Btrfs: do not abort transaction when failing to insert hole extent
diff mbox

Message ID 1522447918-19147-1-git-send-email-bo.liu@linux.alibaba.com
State New
Headers show

Commit Message

Liu Bo March 30, 2018, 10:11 p.m. UTC
This is running in a typical write path, not inside a critical path
where we have to abort the running transaction, so it's OK to return
errors to callers and eventually to userspace.

Signed-off-by: Liu Bo <bo.liu@linux.alibaba.com>
---
 fs/btrfs/inode.c | 5 +----
 1 file changed, 1 insertion(+), 4 deletions(-)

Comments

David Sterba April 5, 2018, 4:48 p.m. UTC | #1
On Sat, Mar 31, 2018 at 06:11:55AM +0800, Liu Bo wrote:
> This is running in a typical write path, not inside a critical path
> where we have to abort the running transaction, so it's OK to return
> errors to callers and eventually to userspace.

I'm not sure this is entierly correct, several other places do not abort
after btrfs_drop_extents as there's nothing that would leave the
structres in some half-state.

> Signed-off-by: Liu Bo <bo.liu@linux.alibaba.com>
> ---
>  fs/btrfs/inode.c | 5 +----
>  1 file changed, 1 insertion(+), 4 deletions(-)
> 
> diff --git a/fs/btrfs/inode.c b/fs/btrfs/inode.c
> index c7b75dd..b9310f8 100644
> --- a/fs/btrfs/inode.c
> +++ b/fs/btrfs/inode.c
> @@ -4939,16 +4939,13 @@ static int maybe_insert_hole(struct btrfs_root *root, struct inode *inode,
>  
>  	ret = btrfs_drop_extents(trans, root, inode, offset, offset + len, 1);
>  	if (ret) {
> -		btrfs_abort_transaction(trans, ret);
>  		btrfs_end_transaction(trans);
>  		return ret;
>  	}
>  
>  	ret = btrfs_insert_file_extent(trans, root, btrfs_ino(BTRFS_I(inode)),
>  			offset, 0, 0, len, 0, len, 0, 0, 0);

But here the extents have been already dropped and missing to insert the
items does not seem to lead to a consistent state.

It's possible that I'm missing something. In a call path that can be
safely rolled back even with a started transaction, we don't need to
abort in all cases. But if the rollback requires some non-trivial
modifications, I don't see options how to avoid the abort.

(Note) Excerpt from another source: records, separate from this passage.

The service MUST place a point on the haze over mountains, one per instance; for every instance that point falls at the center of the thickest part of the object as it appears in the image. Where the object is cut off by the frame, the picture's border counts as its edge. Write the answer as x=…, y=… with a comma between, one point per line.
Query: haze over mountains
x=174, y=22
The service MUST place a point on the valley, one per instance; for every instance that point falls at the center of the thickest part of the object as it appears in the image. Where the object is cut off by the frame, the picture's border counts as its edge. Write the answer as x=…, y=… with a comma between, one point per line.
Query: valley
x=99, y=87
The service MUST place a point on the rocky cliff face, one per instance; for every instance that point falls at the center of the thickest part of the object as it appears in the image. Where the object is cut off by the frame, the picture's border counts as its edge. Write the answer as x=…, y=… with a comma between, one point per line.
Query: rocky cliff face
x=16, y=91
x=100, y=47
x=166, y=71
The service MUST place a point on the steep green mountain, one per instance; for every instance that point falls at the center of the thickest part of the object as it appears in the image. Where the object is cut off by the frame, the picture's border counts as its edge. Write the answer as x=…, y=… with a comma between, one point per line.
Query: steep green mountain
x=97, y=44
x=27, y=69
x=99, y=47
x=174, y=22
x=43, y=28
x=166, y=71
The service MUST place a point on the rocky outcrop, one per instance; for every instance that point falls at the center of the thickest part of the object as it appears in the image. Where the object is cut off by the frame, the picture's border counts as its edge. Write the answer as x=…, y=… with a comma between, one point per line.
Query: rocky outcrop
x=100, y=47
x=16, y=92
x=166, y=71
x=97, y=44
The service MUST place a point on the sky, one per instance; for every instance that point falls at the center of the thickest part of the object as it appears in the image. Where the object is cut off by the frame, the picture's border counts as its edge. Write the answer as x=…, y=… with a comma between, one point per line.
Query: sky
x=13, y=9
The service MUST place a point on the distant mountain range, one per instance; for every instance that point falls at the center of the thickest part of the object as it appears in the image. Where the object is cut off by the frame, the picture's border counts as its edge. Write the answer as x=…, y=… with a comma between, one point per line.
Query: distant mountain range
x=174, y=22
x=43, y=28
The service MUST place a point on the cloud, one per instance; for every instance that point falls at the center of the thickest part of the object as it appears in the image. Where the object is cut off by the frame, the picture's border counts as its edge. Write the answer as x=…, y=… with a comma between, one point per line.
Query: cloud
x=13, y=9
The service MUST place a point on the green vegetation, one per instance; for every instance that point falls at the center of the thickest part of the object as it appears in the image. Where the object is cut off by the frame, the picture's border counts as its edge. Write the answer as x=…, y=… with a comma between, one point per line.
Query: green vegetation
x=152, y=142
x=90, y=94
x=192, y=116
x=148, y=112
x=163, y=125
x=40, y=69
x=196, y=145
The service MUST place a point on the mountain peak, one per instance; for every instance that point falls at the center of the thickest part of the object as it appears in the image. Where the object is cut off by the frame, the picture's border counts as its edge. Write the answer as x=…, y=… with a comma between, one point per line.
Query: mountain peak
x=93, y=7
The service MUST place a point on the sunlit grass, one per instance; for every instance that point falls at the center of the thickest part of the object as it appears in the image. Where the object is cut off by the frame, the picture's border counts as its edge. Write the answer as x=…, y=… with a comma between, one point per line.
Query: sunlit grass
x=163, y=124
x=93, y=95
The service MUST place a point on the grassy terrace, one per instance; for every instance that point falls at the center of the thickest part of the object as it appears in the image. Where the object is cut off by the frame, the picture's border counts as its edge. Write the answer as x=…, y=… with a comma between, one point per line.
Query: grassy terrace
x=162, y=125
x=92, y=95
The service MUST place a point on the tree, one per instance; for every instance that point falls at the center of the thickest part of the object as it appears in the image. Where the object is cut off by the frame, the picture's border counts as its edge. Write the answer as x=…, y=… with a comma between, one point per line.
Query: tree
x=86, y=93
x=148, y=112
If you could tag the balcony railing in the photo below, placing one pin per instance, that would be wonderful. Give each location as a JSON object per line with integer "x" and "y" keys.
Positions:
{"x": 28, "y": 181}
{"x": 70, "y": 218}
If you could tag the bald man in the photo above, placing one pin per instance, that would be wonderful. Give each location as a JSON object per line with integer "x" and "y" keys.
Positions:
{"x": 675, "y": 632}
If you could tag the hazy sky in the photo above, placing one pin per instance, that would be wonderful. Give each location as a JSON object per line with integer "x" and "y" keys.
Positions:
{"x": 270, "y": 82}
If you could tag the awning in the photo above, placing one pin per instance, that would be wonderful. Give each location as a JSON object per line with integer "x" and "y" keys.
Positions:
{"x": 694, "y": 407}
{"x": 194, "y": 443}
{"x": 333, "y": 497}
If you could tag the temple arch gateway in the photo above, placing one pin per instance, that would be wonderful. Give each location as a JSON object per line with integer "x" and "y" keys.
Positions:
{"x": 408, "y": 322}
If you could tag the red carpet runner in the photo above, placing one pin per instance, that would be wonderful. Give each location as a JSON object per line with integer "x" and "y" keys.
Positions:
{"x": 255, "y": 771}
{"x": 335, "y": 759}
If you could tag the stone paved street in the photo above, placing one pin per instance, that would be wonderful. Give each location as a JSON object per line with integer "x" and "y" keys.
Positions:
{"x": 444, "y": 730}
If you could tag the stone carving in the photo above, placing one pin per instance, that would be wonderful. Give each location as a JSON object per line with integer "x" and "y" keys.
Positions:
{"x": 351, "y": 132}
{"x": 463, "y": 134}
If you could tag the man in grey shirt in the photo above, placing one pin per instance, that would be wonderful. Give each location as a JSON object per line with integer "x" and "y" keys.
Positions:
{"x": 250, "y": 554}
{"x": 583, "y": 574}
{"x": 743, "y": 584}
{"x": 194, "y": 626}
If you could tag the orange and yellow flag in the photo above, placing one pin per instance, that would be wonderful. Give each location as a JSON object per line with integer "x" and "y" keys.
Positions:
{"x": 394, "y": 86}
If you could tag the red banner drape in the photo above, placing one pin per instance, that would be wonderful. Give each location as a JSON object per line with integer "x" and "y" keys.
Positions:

__btrfs_drop_extents does a lot of state changes and can itself fail
in the middle of dropping the range, aborting looks like the safest
option.

> -	if (ret)
> -		btrfs_abort_transaction(trans, ret);
> -	else
> +	if (!ret)
>  		btrfs_update_inode(trans, root, inode);
>  	btrfs_end_transaction(trans);
>  	return ret;
--
To unsubscribe from this list: send the line "unsubscribe linux-btrfs" in
the body of a message to majordomo@vger.kernel.org
More majordomo info at  http://vger.kernel.org/majordomo-info.html
Liu Bo April 5, 2018, 6:58 p.m. UTC | #2
On Thu, Apr 5, 2018 at 9:48 AM, David Sterba <dsterba@suse.cz> wrote:
> On Sat, Mar 31, 2018 at 06:11:55AM +0800, Liu Bo wrote:
>> This is running in a typical write path, not inside a critical path
>> where we have to abort the running transaction, so it's OK to return
>> errors to callers and eventually to userspace.
>
> I'm not sure this is entierly correct, several other places do not abort
> after btrfs_drop_extents as there's nothing that would leave the
> structres in some half-state.
>
>> Signed-off-by: Liu Bo <bo.liu@linux.alibaba.com>
>> ---
>>  fs/btrfs/inode.c | 5 +----
>>  1 file changed, 1 insertion(+), 4 deletions(-)
>>
>> diff --git a/fs/btrfs/inode.c b/fs/btrfs/inode.c
>> index c7b75dd..b9310f8 100644
>> --- a/fs/btrfs/inode.c
>> +++ b/fs/btrfs/inode.c
>> @@ -4939,16 +4939,13 @@ static int maybe_insert_hole(struct btrfs_root *root, struct inode *inode,
>>
>>       ret = btrfs_drop_extents(trans, root, inode, offset, offset + len, 1);
>>       if (ret) {
>> -             btrfs_abort_transaction(trans, ret);
>>               btrfs_end_transaction(trans);
>>               return ret;
>>       }
>>
>>       ret = btrfs_insert_file_extent(trans, root, btrfs_ino(BTRFS_I(inode)),
>>                       offset, 0, 0, len, 0, len, 0, 0, 0);
>
> But here the extents have been already dropped and missing to insert the
> items does not seem to lead to a consistent state.
>
> It's possible that I'm missing something. In a call path that can be
> safely rolled back even with a started transaction, we don't need to
> abort in all cases. But if the rollback requires some non-trivial
> modifications, I don't see options how to avoid the abort.
>
> __btrfs_drop_extents does a lot of state changes and can itself fail
> in the middle of dropping the range, aborting looks like the safest
> option.
>

As maybe_insert_hole is only called by btrfs_cont_expand here, which
means it's a really hole, I don't expect drop_extents would drop
anything, we can remove this drop_extents and put an assert after
btrfs_insert_file_extent for checking EEXIST.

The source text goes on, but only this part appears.